Moeder pakte alles aan om geld te verdienen. Ze mangelde wasgoed bij wasserij Nijssen, maar ook ging ze op de fiets langs boeren in Zoeterwoude voor wie vader onderhoudswerk had gedaan en waarvan de rekeningen nog openstonden.
Vagevuur
Naar de lagere school ging Ans op het Levendaal, de Barbaraschool, waar voornamelijk door nonnen les werd gegeven. Toen de Finse school, het houten gebouw op de Lorentzkade klaar was, verhuisden ze daarnaartoe. Het hout was zo nieuw dat bij warm weer hars uit de banken kwam waar je jurk aan vastplakte. Als de terpentijnlucht de adem benam, ging de les buiten door met de billen op het gras. Met de nonnen kon Ans het niet vinden. Ze waren onvriendelijk en soms onredelijk streng. Moeder liet zich niet door hen overbluffen, maar ze was gelovig en hechtte aan katholiek onderwijs. Hoewel vader onkerkelijk was, liet ze hem begraven vanuit de Josephkerk aan de Herensingel. Ze kocht bidprentjes, aan de hand waarvan gebeden kon worden voor vermindering van het aantal dagen dat vaders ziel in het vagevuur moest doorbrengen. De meeste bidprentjes waren goed voor 100 dagen aflaat, maar Ans koos er een van 300 dagen. “Ik denk: dat schiet op. Als een idioot zat je te bidden om je pa maar uit dat vagevuur te houden!”
Paul Citroen
Het liefst was Ans naar het gymnasium gegaan. Ze was intelligent, maar door geldgebrek werd het de mulo, waar ze van de weeromstuit slechte cijfers kreeg. Het soort onderwijs boeide haar absoluut niet.

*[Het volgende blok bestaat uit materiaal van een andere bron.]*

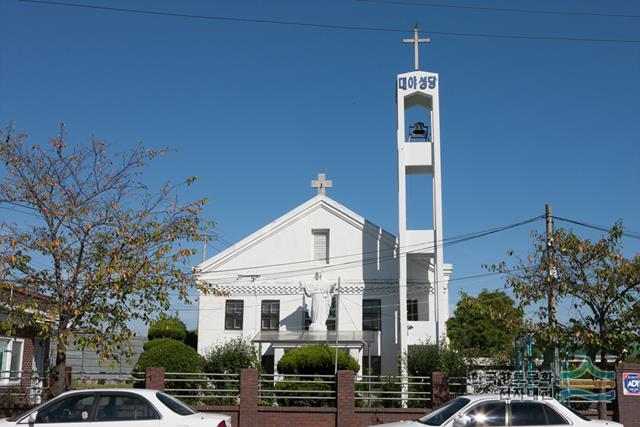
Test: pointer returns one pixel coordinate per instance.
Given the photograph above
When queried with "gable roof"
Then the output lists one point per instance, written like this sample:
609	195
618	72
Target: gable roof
319	201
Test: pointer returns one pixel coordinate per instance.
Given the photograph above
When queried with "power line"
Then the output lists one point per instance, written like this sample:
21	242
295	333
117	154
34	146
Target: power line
473	276
627	233
418	246
500	9
326	26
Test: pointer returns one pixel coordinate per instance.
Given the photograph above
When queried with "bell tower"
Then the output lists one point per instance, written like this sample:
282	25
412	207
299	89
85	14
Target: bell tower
423	298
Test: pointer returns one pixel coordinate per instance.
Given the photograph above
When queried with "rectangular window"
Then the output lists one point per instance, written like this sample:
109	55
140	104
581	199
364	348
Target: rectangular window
412	309
321	245
233	314
371	315
270	315
10	360
375	368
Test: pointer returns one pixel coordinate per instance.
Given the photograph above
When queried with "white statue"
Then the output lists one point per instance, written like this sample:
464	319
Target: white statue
320	292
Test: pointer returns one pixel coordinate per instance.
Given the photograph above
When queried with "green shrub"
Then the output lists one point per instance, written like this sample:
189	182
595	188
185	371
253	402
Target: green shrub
231	357
424	359
173	356
168	327
192	339
315	360
152	343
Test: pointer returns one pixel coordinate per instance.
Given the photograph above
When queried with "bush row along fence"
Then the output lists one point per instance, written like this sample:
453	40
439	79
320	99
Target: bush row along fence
252	399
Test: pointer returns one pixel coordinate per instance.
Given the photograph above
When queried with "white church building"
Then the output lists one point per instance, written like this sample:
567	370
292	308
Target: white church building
386	292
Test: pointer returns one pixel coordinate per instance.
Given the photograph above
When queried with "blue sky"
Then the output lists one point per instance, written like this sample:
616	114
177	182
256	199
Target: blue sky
256	110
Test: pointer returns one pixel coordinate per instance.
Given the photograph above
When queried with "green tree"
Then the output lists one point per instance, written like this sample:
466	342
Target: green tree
102	247
167	327
601	286
486	325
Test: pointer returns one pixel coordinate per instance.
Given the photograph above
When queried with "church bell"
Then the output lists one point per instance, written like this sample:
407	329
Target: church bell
418	130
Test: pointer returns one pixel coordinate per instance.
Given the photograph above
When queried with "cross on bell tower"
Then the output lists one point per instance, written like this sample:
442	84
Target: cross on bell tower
321	183
416	40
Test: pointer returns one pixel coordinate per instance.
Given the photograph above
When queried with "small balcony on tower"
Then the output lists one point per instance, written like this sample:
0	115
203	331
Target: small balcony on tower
418	131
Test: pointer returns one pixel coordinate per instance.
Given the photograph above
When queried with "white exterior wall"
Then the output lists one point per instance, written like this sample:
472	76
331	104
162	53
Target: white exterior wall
271	263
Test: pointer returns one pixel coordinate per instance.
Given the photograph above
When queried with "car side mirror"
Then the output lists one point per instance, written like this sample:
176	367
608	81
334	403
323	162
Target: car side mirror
461	421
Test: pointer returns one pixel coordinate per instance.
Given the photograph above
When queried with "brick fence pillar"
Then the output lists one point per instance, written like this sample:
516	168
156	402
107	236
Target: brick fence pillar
439	388
345	398
154	378
248	416
627	407
68	377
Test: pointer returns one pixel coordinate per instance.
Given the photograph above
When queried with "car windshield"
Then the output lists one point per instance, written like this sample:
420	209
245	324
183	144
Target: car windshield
443	413
576	413
174	404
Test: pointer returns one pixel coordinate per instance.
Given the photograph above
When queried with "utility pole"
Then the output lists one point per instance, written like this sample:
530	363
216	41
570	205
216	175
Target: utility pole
550	355
337	323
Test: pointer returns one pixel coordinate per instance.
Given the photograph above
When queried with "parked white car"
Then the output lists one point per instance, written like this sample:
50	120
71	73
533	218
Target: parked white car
497	411
117	408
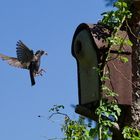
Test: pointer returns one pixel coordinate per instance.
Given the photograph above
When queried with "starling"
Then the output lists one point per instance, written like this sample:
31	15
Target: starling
26	59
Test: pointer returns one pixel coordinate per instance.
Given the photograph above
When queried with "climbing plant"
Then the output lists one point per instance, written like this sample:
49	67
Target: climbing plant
108	111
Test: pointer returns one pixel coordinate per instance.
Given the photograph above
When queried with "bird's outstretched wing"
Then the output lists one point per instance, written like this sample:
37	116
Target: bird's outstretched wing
13	61
24	54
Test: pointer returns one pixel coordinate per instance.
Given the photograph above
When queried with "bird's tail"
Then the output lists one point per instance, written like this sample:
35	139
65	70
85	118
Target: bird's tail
32	76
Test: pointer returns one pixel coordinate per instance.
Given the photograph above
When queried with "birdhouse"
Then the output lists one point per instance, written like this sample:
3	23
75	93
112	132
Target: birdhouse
89	48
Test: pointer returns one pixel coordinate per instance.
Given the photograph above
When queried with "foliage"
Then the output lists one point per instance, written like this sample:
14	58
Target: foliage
131	134
73	130
108	111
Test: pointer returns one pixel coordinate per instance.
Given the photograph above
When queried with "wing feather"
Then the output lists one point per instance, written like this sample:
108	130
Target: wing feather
24	54
13	61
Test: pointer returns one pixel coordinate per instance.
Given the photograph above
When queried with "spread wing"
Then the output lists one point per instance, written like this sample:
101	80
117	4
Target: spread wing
24	54
13	61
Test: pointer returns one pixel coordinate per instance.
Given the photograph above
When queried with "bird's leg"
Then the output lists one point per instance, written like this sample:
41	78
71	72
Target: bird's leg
40	72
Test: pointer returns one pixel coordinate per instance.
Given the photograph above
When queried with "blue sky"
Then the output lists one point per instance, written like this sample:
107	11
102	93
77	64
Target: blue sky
47	25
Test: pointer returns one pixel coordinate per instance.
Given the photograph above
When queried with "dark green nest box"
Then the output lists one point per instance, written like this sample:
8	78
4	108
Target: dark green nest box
89	47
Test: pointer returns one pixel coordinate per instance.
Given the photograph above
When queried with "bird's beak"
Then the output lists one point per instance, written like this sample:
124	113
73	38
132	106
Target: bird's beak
45	53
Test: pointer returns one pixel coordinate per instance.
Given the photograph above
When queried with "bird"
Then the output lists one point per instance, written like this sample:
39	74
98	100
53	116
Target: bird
26	59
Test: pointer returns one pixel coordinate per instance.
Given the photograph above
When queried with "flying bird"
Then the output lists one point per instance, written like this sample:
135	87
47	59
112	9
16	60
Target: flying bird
26	59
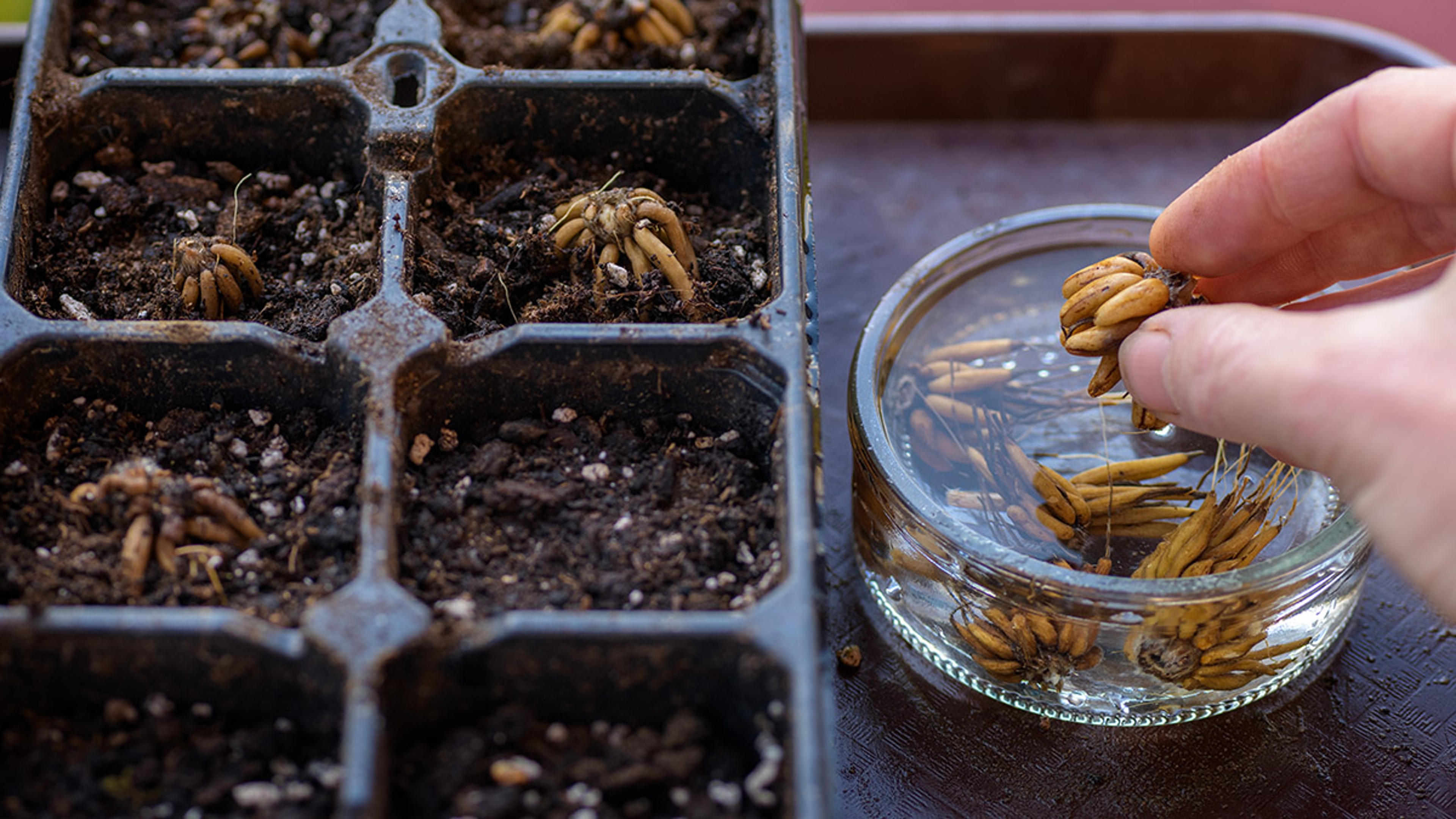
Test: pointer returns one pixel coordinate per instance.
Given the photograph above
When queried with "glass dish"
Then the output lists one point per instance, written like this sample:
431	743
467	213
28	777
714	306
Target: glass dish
970	582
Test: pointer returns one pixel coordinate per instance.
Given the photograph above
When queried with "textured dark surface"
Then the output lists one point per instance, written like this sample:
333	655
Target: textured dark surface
1375	735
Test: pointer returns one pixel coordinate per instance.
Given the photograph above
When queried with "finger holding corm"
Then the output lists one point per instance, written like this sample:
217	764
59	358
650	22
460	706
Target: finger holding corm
1106	302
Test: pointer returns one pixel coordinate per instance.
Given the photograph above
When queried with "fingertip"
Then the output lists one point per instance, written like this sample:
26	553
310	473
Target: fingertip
1142	361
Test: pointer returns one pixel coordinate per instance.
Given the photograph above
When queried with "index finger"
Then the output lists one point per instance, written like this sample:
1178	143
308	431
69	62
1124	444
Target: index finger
1381	146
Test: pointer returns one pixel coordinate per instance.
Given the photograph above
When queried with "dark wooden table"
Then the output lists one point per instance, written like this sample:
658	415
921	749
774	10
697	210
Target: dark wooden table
916	138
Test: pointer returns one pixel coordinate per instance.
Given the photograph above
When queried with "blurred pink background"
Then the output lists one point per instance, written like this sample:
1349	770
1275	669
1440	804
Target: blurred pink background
1426	22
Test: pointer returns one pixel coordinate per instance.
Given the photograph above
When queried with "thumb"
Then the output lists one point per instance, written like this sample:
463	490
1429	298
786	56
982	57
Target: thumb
1363	394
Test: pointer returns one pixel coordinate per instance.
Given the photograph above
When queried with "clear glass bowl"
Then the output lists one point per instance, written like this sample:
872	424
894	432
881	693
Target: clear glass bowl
973	588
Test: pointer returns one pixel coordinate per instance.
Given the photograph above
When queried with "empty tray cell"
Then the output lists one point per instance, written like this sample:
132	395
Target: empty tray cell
145	474
560	728
218	34
129	209
599	477
164	726
727	37
487	251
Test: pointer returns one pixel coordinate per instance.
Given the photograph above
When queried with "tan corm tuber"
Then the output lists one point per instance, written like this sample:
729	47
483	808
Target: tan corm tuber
1018	645
609	22
1221	645
168	518
634	223
1106	302
207	273
235	34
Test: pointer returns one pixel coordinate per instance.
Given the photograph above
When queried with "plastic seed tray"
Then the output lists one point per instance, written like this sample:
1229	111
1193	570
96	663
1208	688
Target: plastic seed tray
440	522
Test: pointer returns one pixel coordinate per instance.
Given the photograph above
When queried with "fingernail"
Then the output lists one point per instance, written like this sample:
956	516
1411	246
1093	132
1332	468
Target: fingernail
1142	359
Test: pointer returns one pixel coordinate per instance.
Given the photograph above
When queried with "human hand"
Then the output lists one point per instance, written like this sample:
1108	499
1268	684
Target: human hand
1362	384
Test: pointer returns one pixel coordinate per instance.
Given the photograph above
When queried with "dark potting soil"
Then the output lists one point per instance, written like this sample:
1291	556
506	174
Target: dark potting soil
108	237
292	473
253	34
155	758
487	259
730	38
590	513
513	764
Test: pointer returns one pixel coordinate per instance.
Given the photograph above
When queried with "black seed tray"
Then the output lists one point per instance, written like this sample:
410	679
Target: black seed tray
333	667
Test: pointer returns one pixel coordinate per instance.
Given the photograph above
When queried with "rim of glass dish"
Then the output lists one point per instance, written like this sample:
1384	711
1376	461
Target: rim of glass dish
1345	532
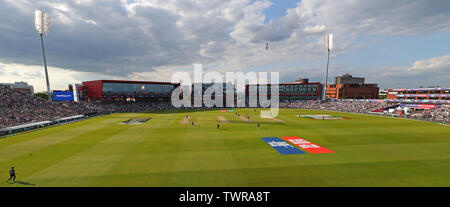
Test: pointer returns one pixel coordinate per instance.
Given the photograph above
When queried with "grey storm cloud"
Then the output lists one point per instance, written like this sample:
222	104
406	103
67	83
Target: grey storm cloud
117	38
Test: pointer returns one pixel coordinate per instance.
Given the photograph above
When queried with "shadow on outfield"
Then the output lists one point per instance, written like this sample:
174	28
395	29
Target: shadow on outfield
24	183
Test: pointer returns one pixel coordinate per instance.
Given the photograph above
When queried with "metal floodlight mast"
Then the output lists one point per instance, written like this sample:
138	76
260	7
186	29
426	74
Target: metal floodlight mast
329	44
42	25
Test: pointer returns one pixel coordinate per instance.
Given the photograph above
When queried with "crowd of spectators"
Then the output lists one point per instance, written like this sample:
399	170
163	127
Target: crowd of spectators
344	106
17	108
439	114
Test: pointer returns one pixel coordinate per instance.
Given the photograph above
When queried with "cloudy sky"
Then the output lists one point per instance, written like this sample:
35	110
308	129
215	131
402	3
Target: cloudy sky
395	43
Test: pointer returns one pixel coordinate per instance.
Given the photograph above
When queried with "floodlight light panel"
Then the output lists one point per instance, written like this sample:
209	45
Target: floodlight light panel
46	23
330	41
38	21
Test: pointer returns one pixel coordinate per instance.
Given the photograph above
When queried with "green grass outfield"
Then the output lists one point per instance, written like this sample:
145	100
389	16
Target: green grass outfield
370	151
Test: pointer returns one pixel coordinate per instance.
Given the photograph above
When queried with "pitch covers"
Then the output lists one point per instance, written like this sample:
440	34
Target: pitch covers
307	145
281	146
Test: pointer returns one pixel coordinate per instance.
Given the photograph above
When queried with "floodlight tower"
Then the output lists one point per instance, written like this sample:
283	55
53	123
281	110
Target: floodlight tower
42	25
329	45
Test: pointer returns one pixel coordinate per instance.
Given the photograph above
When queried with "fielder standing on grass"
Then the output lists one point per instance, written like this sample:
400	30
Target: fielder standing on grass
12	174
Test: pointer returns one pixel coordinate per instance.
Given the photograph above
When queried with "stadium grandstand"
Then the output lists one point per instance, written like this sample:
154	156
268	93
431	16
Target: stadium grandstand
24	111
431	93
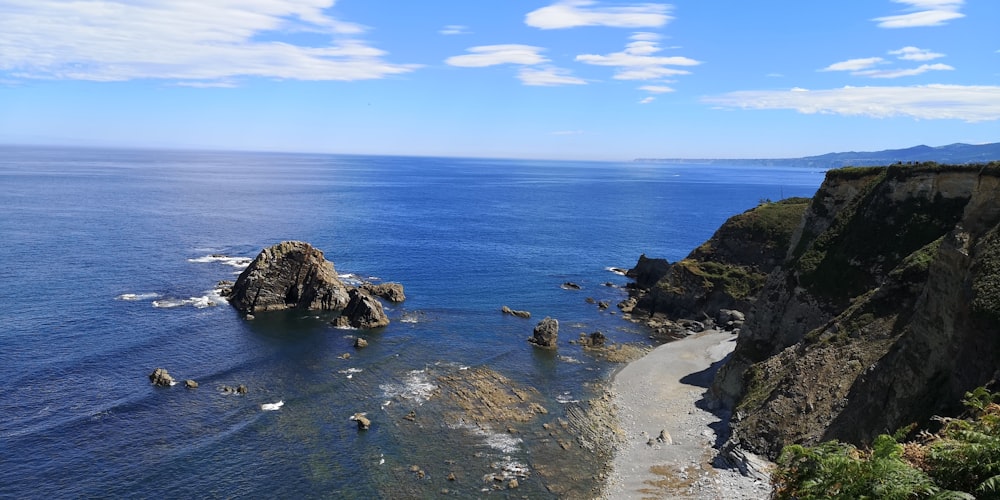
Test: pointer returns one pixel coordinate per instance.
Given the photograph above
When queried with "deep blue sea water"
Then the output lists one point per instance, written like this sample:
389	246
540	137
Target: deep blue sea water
106	273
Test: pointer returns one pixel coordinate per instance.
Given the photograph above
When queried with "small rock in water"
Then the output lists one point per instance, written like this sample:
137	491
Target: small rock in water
363	422
161	378
272	406
664	437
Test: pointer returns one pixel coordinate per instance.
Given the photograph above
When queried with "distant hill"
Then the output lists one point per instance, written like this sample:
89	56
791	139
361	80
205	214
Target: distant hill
953	154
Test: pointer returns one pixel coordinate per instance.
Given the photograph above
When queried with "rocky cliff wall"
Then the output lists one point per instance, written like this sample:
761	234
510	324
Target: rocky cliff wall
884	311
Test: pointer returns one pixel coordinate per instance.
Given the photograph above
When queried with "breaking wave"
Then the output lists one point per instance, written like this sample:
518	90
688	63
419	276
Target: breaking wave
137	296
417	387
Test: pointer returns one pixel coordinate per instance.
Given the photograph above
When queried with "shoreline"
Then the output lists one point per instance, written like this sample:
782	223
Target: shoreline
665	390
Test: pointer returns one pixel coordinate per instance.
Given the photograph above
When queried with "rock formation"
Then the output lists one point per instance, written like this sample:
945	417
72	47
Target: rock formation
393	292
289	275
725	272
546	333
159	377
884	311
362	311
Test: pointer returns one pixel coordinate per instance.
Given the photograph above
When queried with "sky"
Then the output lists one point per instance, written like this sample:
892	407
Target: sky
546	79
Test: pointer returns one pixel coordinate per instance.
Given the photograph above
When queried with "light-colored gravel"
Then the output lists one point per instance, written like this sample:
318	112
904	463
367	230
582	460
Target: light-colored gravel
665	391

Omdat moeder geen raad met haar wist, stuurde ze haar voor zes weken naar De Vonk in Noordwijkerhout. Een vormingsinstituut waar werd gekeken naar de interesses van de jongeren en hoe ze in het leven stonden. Ans had er de tijd van haar leven. Ze maakten nachtwandelingen, leerden naar muziek luisteren en ze hield er goede vriendinnen aan over. Het advies van De Vonk: kies voor Ans een artistieke richting. Maar ook daar was geen geld voor.
Moeder gaf haar wel een abonnement op Openbaar Kunstbezit, waarbij ze platen van kunstwerken thuisgestuurd kreeg en via de radio uitleg ervan kon volgen. En ze stimuleerde bezoek aan musea en tentoonstellingen. Zo ontmoette Ans op een dag Paul Citroen bij het Prentenkabinet, waar zijn tekeningen hingen. “Zo zusje, wat kom je doen?”, vroeg hij. Hij leidde haar rond en vroeg haar zelf iets te tekenen. Daarop schreef hij een briefje voor haar moeder: “Dat kind moet naar de Academie. Paul Citroen.”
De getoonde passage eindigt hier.